Bob invites a member of another team to come introduce our speaker. “For the last several years,” he says, “all the money raised by our team and your team has gone directly to fund a MS researcher. All the way from Seattle, we have invited the researcher we have supported for the last three years to come speak to you tonight.”
If the young woman who comes then to speak to us is anywhere nearly as talented at research as she is bubbly, charismatic and informative, MS will shortly be fully understood and no longer the life-limiting scourge it now is.
As Bob calls numbers and folks come to collect their prizes, I notice Kelly and a few other women at a table just beside him. They are arranging two cakes, one chocolate, one white, on the table. When the researcher has concluded, Bob begins a story. “Years ago a friend of mine had a bike shop in Raytown. He had given a bike to an old man in Liberty. We bought everything in his shop when he closed. He made me promise to take care of this old man for the rest of his life. That old man will be 80 this year. And he’s here tonight. Ed Chasteen, come on up. Ed, this cake is for you. “And your grandson, Weston, will be 14 tomorrow. Weston, come on up. One cake is for you.”
Bob Dinkins owned the Raytown bike shop. The blue bike he gave me is now the trainer Brian rides, the one years earlier my daughter Debbie had when she lived in Macon, Georgia and taught at Mercer University. I’ve lost touch with Bob Dinkins. Dave Biscari, at their Liberty bike shop, keeps my bike road worthy. I love to ride. That’s the extent of all I know about bikes. For every thing, I go to Dave. When he is absent, hunting, fishing, barbecuing, etc., Bob comes from their Kansas City shop to sub. And we never miss a beat.
Saturday morning pancakes in the park fuel us for the short and long routes back to Olathe. Mark rides long. All five of us meet at the first rest stop. We won’t see Mark again. But I promise to meet the other three at rest stop #2 in DeSoto. I linger long in Eudora. No bikers in sight as I leave. Somehow, somewhere I miss the MS arrow. I’m back in Olathe hunting for Garmin when I see bikers coming. I follow them in. I have missed DeSoto again today.

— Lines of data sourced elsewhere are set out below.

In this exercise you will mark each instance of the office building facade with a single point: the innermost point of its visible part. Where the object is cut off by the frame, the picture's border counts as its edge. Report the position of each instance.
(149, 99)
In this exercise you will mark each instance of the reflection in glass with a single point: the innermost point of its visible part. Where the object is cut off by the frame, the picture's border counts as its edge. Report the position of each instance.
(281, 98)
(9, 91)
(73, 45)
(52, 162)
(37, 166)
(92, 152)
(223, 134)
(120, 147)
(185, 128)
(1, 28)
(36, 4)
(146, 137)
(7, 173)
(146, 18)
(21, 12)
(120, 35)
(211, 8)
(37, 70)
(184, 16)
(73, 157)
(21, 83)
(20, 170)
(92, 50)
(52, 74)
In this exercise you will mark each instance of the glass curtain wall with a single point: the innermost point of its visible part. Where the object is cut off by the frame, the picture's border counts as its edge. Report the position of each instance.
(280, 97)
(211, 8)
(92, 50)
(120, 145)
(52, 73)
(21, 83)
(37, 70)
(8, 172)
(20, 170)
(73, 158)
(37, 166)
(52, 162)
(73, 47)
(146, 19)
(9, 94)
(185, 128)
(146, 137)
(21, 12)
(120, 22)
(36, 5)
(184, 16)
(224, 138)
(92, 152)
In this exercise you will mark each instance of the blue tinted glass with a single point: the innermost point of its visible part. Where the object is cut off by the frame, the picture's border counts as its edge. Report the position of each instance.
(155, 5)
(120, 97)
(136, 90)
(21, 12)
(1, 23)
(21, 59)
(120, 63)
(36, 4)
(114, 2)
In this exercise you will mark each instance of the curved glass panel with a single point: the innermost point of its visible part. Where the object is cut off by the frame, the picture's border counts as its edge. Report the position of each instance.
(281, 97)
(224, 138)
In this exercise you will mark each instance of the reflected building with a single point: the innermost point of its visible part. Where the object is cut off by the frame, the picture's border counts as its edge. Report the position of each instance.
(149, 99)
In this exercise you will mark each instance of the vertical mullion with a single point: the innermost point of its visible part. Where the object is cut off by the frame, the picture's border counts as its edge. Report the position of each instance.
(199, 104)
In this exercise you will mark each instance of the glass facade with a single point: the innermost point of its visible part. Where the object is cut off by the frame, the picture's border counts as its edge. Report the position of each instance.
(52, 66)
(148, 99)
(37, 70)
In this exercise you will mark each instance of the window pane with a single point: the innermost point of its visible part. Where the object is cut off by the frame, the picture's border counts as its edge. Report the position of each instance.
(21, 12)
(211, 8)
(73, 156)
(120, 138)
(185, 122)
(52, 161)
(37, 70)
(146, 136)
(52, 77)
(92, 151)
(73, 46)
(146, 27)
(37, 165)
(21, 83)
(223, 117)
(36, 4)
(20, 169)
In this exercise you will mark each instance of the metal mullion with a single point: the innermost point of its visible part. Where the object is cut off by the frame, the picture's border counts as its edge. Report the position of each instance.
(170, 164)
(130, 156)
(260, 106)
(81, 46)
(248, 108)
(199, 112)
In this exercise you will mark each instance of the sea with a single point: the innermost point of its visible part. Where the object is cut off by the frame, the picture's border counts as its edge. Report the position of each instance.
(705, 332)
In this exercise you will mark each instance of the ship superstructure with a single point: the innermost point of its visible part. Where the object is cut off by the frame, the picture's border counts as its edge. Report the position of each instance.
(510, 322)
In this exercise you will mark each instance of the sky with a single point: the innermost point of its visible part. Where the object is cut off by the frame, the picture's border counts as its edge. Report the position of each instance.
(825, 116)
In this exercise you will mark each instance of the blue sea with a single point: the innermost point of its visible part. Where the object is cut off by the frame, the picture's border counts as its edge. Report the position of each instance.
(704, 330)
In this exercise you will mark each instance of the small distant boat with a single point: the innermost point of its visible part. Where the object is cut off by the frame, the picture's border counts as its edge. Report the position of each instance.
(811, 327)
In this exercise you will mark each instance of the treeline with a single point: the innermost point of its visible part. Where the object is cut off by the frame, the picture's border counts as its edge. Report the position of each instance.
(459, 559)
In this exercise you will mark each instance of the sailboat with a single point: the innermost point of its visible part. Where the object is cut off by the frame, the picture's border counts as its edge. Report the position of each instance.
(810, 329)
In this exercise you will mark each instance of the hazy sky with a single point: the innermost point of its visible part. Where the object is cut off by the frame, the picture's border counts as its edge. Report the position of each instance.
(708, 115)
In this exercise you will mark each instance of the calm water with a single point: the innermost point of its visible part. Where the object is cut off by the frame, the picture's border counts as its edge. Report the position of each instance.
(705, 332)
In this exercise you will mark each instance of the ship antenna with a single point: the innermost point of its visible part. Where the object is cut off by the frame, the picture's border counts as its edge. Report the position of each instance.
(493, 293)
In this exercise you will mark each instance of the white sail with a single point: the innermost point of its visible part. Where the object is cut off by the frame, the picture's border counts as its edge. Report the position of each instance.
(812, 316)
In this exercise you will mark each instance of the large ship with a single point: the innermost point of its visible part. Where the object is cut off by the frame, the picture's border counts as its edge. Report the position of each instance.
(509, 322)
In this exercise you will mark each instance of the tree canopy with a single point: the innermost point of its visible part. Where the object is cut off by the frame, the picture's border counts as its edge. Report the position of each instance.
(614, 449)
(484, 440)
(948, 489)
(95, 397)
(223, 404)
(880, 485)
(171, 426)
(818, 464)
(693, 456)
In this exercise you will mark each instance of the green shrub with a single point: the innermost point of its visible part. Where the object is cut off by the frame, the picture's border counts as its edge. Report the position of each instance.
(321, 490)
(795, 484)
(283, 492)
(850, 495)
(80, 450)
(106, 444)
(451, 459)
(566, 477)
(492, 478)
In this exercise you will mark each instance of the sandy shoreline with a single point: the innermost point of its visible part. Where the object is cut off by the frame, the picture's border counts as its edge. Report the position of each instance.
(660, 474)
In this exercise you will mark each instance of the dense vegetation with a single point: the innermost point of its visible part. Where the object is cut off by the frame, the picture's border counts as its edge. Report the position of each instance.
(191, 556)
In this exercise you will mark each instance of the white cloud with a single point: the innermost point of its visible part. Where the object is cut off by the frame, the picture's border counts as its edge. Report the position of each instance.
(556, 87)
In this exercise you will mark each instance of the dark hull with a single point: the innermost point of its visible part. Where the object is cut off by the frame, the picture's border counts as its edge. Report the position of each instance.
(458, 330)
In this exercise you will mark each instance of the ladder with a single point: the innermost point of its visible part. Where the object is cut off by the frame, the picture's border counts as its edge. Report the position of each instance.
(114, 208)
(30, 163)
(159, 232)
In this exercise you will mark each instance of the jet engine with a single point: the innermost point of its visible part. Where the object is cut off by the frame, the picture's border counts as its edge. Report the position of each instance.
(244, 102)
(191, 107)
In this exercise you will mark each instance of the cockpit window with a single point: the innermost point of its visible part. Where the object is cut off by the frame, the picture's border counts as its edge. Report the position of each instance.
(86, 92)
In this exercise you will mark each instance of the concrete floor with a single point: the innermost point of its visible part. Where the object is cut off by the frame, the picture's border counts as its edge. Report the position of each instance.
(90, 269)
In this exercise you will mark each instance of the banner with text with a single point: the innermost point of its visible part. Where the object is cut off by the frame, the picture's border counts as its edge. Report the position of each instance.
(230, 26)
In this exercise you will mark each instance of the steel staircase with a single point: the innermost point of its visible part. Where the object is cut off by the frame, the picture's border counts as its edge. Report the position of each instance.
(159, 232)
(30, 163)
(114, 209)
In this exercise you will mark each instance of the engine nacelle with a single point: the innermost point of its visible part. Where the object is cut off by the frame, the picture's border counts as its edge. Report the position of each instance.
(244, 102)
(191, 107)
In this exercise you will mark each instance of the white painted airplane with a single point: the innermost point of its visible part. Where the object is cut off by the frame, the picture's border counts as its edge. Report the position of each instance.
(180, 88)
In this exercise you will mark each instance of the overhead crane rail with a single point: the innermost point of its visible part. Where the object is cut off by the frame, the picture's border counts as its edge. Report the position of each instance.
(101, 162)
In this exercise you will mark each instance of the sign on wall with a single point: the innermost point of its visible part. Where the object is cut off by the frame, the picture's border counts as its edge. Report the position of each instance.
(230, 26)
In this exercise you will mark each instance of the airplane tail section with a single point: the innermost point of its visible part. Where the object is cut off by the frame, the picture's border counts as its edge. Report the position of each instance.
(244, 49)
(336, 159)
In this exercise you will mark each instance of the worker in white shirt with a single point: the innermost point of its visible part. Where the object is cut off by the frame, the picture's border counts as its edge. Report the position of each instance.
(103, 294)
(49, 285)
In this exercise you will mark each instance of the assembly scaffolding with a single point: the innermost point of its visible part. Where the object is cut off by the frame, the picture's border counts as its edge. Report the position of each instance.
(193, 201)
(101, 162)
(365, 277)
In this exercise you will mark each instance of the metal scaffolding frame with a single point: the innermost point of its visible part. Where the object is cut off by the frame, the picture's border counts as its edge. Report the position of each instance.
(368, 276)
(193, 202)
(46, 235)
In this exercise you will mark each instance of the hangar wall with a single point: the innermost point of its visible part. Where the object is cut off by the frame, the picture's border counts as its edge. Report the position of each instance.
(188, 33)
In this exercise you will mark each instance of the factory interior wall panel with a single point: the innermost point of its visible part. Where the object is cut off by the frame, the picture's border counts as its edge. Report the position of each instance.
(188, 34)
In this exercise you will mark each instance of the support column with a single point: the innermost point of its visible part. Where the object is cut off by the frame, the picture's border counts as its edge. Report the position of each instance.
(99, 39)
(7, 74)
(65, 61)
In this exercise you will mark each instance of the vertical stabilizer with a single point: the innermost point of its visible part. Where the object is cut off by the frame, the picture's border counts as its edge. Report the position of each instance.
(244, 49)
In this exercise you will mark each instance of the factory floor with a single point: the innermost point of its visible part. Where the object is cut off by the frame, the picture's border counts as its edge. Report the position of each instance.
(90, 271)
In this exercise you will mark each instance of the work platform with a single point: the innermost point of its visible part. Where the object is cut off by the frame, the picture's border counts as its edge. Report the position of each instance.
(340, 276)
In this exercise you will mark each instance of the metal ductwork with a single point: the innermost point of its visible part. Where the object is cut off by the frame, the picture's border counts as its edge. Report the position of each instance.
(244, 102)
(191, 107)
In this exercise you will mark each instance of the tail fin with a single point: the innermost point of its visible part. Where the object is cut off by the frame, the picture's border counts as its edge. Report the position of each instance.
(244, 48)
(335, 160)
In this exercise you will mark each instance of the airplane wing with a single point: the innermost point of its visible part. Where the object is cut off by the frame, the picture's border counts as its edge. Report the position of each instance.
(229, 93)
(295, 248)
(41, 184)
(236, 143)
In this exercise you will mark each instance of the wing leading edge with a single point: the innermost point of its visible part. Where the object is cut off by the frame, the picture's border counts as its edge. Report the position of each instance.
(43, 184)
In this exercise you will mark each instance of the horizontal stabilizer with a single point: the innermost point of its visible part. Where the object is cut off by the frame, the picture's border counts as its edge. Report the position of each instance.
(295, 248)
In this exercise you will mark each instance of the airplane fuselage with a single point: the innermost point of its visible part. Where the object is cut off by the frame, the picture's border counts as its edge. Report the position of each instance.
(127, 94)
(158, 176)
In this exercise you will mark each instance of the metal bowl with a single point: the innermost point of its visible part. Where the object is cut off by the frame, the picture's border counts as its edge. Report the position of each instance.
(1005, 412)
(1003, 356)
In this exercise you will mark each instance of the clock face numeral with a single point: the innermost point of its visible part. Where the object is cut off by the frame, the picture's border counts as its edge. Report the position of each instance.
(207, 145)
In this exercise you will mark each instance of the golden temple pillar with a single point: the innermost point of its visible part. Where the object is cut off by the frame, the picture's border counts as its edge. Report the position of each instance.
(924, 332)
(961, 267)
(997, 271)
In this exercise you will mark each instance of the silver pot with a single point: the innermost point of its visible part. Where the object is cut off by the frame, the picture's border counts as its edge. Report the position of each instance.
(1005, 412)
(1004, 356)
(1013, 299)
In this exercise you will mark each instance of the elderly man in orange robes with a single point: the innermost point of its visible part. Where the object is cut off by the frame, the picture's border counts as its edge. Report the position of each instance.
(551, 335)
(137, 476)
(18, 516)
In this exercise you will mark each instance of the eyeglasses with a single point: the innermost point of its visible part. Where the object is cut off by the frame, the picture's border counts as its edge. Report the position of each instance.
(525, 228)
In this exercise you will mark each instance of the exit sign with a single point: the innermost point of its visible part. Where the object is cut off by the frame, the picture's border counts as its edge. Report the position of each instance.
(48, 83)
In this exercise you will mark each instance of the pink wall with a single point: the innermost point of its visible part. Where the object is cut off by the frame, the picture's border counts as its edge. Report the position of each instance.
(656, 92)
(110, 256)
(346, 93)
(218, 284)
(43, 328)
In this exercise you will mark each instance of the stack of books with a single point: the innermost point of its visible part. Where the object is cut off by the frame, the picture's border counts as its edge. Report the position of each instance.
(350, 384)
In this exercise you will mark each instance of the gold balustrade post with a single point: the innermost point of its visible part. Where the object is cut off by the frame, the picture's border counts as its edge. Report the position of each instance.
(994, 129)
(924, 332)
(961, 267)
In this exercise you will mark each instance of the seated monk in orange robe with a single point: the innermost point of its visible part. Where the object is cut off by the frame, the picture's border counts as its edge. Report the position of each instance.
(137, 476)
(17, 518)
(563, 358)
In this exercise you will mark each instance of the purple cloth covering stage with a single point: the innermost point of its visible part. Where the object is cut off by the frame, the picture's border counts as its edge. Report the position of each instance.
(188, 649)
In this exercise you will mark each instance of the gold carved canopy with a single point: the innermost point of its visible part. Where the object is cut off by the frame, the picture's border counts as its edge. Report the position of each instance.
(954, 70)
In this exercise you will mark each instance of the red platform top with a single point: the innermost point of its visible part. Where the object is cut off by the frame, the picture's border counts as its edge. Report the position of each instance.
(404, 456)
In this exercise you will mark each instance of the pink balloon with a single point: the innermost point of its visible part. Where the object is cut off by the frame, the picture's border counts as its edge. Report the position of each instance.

I wind up back in Olathe way early. So I tool around on my scooter, meeting folks I know. And some I don’t. Then I spot a three wheeled scooter unlike any I’ve ever seen, parked near a porta potty. When the owner emerges, I ask, “Is your name Fred?”
It is. “Can you do 25 miles an hour?” He can. As he demonstrates. “Mine comes in three pieces. I put it in my car.” I say. “My steering column folds down. My seat post folds. It just fits in my car.” He says.
Brian, Kelly and Weston pull in to Olathe about 12:30. We wolf down pulled pork and barbeque chicken sandwiches from the food tent.
By about 2 o’clock my scooter is back in my car. All three bikes are back on Brian’s car. We hug each other. I drive home to Liberty. Brian, Kelly and Weston drive home to Lee’s Summit. Mark is still out there on his bike. At rest stops and on the road, his booming laugh and non-stop repartee belie his past as a standup comic. Mark spreads joy.
Good weather, good friends, good food! A FANTISTIC weekend. Calling for an encore. Next year. Same time. Same place.